The term "apocrypha" comes from a Greek word meaning "hidden" or "secret" and the books were originally considered by the early church as too exalted to be available to the general public. As time progressed, the exalted nature of the books was lost and the books were deemed by some as false. Between the Book of Malachi and Matthew there is a gap of approximately 450 years. It is these books that fill that gap and in the time of Christ, these books formed part of the Septuagint Greek Bible which was in circulation at that time.
What is missing from most Bibles, and our understanding of it, is what happened in that 450 year gap. Prophets were still writing and reflecting on life in the Holy Land right up until the Romans destroyed the temple of Jerusalem in 70 AD. The world that Jesus entered in 4 BC is not the world that Daniel and Malachi experienced. One of the values of these books is how they reflect the mindset of Judaism and a Roman world that the New Testament writers faced. Malachi and Daniel leave us in Persia; Matthew brings us into a Roman world. The Apocrypha bridges that gap and gently nudges us into the reality of Roman Palestine. It was only in the fourth century AD that Christians first started to question the “canonicity” of the works although most survived to be included in the King James translation of the Bible in 1611.
Sorry Alpha I admit I am mistaken Jesus did not to my understanding (at the moment) quote from the apocrypha books.

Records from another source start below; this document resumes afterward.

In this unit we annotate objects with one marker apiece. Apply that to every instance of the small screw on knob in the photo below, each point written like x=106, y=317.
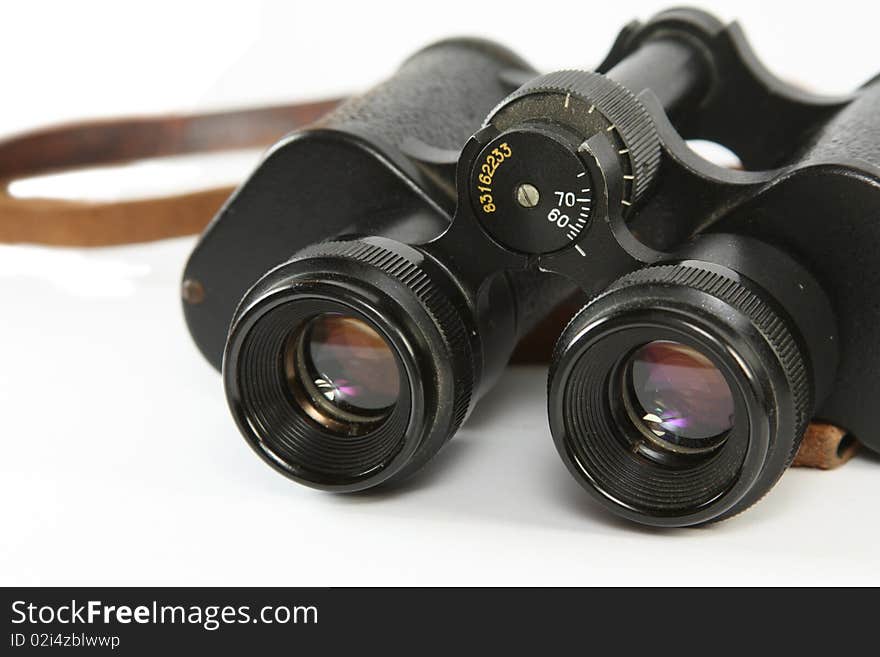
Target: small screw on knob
x=527, y=195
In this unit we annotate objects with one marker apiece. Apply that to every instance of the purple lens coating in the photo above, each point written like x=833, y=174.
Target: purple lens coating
x=681, y=396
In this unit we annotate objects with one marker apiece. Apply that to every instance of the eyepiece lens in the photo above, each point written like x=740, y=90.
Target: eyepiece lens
x=678, y=398
x=342, y=372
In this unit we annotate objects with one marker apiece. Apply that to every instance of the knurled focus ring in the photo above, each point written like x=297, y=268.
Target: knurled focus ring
x=623, y=114
x=445, y=317
x=762, y=315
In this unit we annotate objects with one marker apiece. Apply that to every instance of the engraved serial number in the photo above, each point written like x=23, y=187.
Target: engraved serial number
x=487, y=173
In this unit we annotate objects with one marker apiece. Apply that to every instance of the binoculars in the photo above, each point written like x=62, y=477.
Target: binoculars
x=368, y=283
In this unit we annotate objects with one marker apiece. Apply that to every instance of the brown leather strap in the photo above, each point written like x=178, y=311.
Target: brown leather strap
x=825, y=447
x=83, y=223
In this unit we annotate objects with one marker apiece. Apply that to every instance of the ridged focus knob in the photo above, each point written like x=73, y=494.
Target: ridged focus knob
x=590, y=103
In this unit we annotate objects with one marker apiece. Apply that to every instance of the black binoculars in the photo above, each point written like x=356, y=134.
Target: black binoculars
x=370, y=280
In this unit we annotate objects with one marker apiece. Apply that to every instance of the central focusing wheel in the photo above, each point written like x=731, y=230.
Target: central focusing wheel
x=564, y=148
x=531, y=190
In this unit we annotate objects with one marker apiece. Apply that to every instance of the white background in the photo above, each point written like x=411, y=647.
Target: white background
x=119, y=462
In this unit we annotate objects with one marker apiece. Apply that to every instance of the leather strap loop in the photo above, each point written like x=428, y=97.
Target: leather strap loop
x=77, y=145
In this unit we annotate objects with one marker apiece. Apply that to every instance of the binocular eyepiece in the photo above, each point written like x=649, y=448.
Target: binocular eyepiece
x=369, y=282
x=680, y=395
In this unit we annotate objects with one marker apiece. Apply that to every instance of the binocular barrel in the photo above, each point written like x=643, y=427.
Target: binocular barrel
x=351, y=363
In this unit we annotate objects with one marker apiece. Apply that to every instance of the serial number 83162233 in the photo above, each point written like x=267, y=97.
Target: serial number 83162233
x=487, y=173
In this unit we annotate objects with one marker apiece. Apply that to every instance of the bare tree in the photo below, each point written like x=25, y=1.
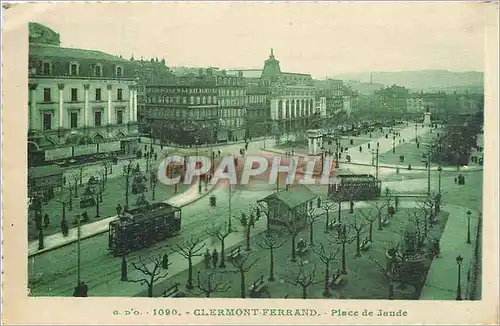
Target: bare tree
x=153, y=181
x=151, y=274
x=212, y=282
x=326, y=257
x=358, y=225
x=328, y=205
x=343, y=238
x=271, y=242
x=242, y=267
x=294, y=224
x=127, y=173
x=379, y=207
x=220, y=232
x=191, y=248
x=311, y=219
x=302, y=278
x=388, y=275
x=247, y=222
x=370, y=217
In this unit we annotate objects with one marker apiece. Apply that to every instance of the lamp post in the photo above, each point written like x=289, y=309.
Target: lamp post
x=440, y=169
x=459, y=286
x=469, y=213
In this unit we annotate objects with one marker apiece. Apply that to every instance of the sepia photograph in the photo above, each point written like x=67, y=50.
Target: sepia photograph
x=232, y=150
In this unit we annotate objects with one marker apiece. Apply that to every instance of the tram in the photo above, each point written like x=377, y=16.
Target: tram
x=143, y=226
x=355, y=187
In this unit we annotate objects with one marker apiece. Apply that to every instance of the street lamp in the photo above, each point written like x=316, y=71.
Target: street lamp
x=440, y=169
x=469, y=213
x=459, y=286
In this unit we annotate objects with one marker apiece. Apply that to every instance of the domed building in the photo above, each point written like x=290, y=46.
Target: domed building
x=82, y=103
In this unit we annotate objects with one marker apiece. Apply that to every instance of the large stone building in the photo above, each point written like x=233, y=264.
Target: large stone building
x=81, y=102
x=184, y=110
x=291, y=97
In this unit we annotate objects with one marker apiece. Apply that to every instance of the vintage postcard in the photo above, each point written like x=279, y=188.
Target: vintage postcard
x=250, y=163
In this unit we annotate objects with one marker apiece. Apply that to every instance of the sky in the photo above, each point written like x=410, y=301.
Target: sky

However a response to that objection is;
Your position in general is basically that if Jesus didn't quote directly from the deuterocanonical books, they aren't inspired. That charge, though, is insane. First of all, Jesus did not even quote from all of the 39 Old Testament books Protestants considered inspired, either! It is true he quoted from most of them, but that is not enough. "Most" won't do. What about those he did not quote, such as Ruth, Canticle of Canticles, etc.? Are they not inspired? Secondly, we do not know whether Jesus might indeed have quoted from the deuterocanon, since not all revelation is written down in the Bible (see John 21:25). Thirdly, quotation from a book does not imply its inspiration. In Hebrews 11:36, for example, the author alludes to the non-inspired book Ascension of Isaiah 5:1-14. In Jude 9, we are told that Archangel Michael had a dispute with Satan over the body of Moses. This dispute is not found in the Old Testament, but in the Assumption of Moses, which is not inspired. The mere alluding to a book or quotation thereof simply does not make a book more or less God-breathed. An even more important aspect is that it is simply not true to say that the deuterocanonicals are never quoted or alluded to in the New Testament. Sirach 5:13-14 matches with James 1:19, Wisdom 2:12-20 with Matthew 27:41-43, and 1 Maccabees 4:36-59 and 2 Maccabees 10:1-8 with John 10:22-36.
There is really no reason to reject the 7 disputed books. Protestants accept the 27 books of the New Testament which were defined by the Councils of Rome, Hippo, Carthage, Florence, and Trent, and yet not the 46 books of the Old Testament defined by the same councils. Why not? Why this inconsistency?
There is no reason to reject the deuterocanonical books as un-inspired. It was simply a turn Martin Luther had to take to justify his break-off from a 1500-year-old Church tradition.
Deuteronomy 4:2: "You shall not add to the word that I speak to you, neither shall you take away from it: keep the commandments of the Lord your God which I command you."
Aieno Another key figure in the history of the Apocrypha was the church father St. Augustine. Augustine believed that the books of the Apocryphal were canonical. Soon thereafter, the councils of Hippo and Carthage, under the influence of Augustine, declared the books of Apocrypha as Scripture. A few years later Pope Leo also testified that the Apocrypha was indeed part of the Old Testament canon.
Except for a few dissenting voices the matter was not really addressed for the next one thousand years.
Yes Jerome rejected it he said they where good teachings of the church but not inspired But then again in the Churches veiw he was ignored because he was wrong.